12 Min Read
July 14, 2023
Once upon a time, in an NYC summer, I read Fossil Capital with anticipation and immersive pleasure one might associate with a sprawling nineteenth-century English novel. I also read with growing annoyance. Andreas Malm’s gripping tale of conflicts–between flow and stock, water and steam, workers and owners–felt increasingly inadequate as I wondered about the parts of this story left untold, beyond the shores of Britain, which Malm dubs the fossil economy’s “incontestable birthplace.”1 Where did the cotton come from? Where did some of the capital that became fossil capital come from?
I’m not certain whether Malm still plans a “Fossil Empire” sequel to Fossil Capital. Even amidst the literary pleasures of the first installment, I found Malm’s promise of an imperial, second-season spinoff to the insular, metropolitan story fundamentally misguided.
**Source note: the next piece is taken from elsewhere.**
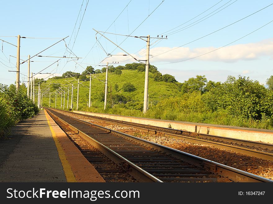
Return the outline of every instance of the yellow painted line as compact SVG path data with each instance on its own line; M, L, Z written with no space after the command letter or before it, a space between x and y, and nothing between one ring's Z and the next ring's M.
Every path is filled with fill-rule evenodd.
M65 177L66 178L66 181L67 182L76 182L77 180L75 177L75 175L71 169L71 166L70 165L68 162L67 160L66 159L66 157L65 154L64 150L62 148L61 144L56 136L55 132L51 126L51 125L50 124L50 123L49 122L49 118L47 115L48 113L45 110L44 110L44 111L47 120L47 123L49 125L49 128L50 128L50 130L51 131L51 133L52 133L52 137L53 138L53 139L54 140L54 141L55 142L55 144L56 145L56 147L57 147L57 149L59 153L59 156L62 163L62 165L64 169L64 171L65 172Z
The insights of innumerable thinkers (Marx, Fanon, Coronil) make it difficult to understand imperialism as distinct from or subsequent to capitalism. How can one narrate the “roots” of the contemporary planetary crisis from within such a narrow frame? One needs, rather, what Edward Said would call a contrapuntal approach, seeing one place always as juxtaposed and imbricated with another. “In reading a text,” Said writes, “one must open it out both to what went into it and to what its author excluded."2 How can Fossil Capital be opened out to what’s excluded from it?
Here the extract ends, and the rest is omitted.